In the great fiscal scheme of things, October 22, 1981 seems like only yesterday. That's the day the US public debt crossed the $1 trillion mark for the first time. It had taken the nation 74,984 days to get there (205 years). What prompts this reflection is that just a few days ago the national debt breached the $18 trillion mark; and the last trillion was added in hardly 365 days. I remember October 1981 perhaps better than most because as the nation's budget director at the time I had some splain' to do. Ronald Reagan had waged the most stridently anti-deficit campaign since 1932 when, ironically, FDR promised a balanced budget while denouncing Hoover as a “spendthrift”. Likewise, Gov. Reagan had denounced Jimmy Carter's red ink and promised a balanced budget by 1983.
But as 1981 unfolded and the US treasury borrowed large sums each day to fund what we were pleased to call Jimmy Carter's “inherited deficits”, the trillion dollar national debt threshold rushed upon us. And, in truth it came far more rapidly than had been anticipated because by the fall of 1981, the Reagan white house had enacted the largest tax reduction in American history. On top of that, it had also green-lighted a huge defense build-up, yet, as we liked to rationalize at the time, had made little more than a “down payment” on sweeping reforms of domestic spending and entitlements.
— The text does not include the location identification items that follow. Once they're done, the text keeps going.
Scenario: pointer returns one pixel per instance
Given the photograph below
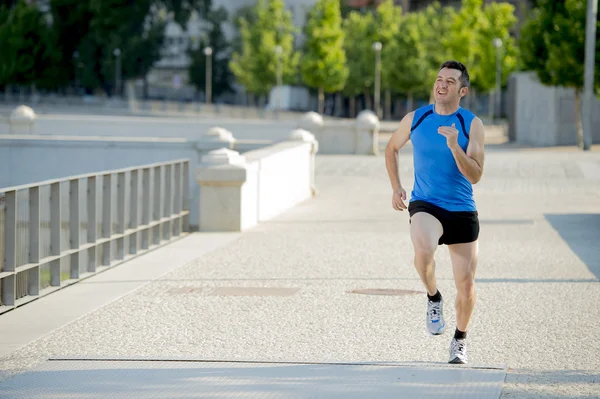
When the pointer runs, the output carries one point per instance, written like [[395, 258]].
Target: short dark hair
[[464, 75]]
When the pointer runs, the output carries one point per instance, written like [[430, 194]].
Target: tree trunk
[[352, 107], [339, 100], [145, 87], [321, 100], [409, 102], [388, 104], [472, 96], [578, 118], [491, 106]]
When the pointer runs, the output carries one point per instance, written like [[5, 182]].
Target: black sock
[[460, 334], [436, 298]]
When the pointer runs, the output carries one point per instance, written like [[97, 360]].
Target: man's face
[[447, 88]]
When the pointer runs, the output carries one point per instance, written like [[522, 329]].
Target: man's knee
[[425, 233], [424, 249], [465, 285]]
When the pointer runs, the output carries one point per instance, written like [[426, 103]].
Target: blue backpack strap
[[420, 116], [465, 118], [462, 124]]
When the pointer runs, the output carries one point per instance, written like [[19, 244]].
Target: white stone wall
[[239, 191], [543, 115]]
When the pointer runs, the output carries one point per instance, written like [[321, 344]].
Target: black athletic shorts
[[459, 227]]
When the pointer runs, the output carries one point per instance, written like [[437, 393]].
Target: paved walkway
[[538, 283]]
The latter were supposed to happen in subsequent years and had been designated by a placeholder in the out-year budgets infamously labeled the “magic asterisk”. In fact, there was nothing magic or devious about it. Washington well recognized that it represented large and painful reforms of social security and other middle class entitlements that were to happen in 1982 and beyond.
Needless to say, we never got there. What happened, instead, is that the GOP embraced a revisionist fiscal policy, which at first was called “grow your way out”; and, eventually, was articulated by the nefarious Dick Cheney, as simply “deficits don't matter”.
Additionally, a new regime came to the Fed in August 1987 when lapsed gold bug, Alan Greenspan, discovered that he could run the Fed' printing press with gusto, yet falsely claim credit for the disinflation of the 1990s. In fact, the tens of million of Chinese peasants streaming from the rice paddies into Mr. Deng export factories inaugurated two decades of goods and labor deflation on a worldwide basis, allowing the Fed to monetize a growing portion of the ballooning national debt with seeming impunity.
Yet none of that was anticipated in October 1981. Most of Washington was still in thrall to the old-time religion, fearing the untoward effects of chronic budget deficits and unbridled rise of the national debt. That is, that massive treasury borrowing would “crowd” out private investment and eventually grind economic growth to a halt.
Even the Gipper, ever the optimist, did not want to trifle with this core precept of fiscal rectitude. With no inconsiderable reluctance, therefore, he embraced legislation to vault the national debt over the $1 trillion mark, while at the same time chiseling back his cherished tax cuts and defense build-up.
Back then, there was really no choice. You couldn't have found a single dyed-in-the wool Keynesian or even Marxist economist who would have embraced the path of massive, permanent government borrowing and debt monetization by the central bank which actually ensued.
So Washington stumbled forward at the $1 trillion mark. By October 1981, with the US economy sliding back into a double-dip recession, the fiscal math of Reaganomics was already beginning to burst at all the budgetary seams. The “Reagan tax cut” had triggered a monumental bidding war on Capitol Hill among special interest lobbies, and had ended up reducing the permanent out-year revenue base by about 6.2% of GDP—-compared to the original pure supply side rate cut of less than 3% of GDP.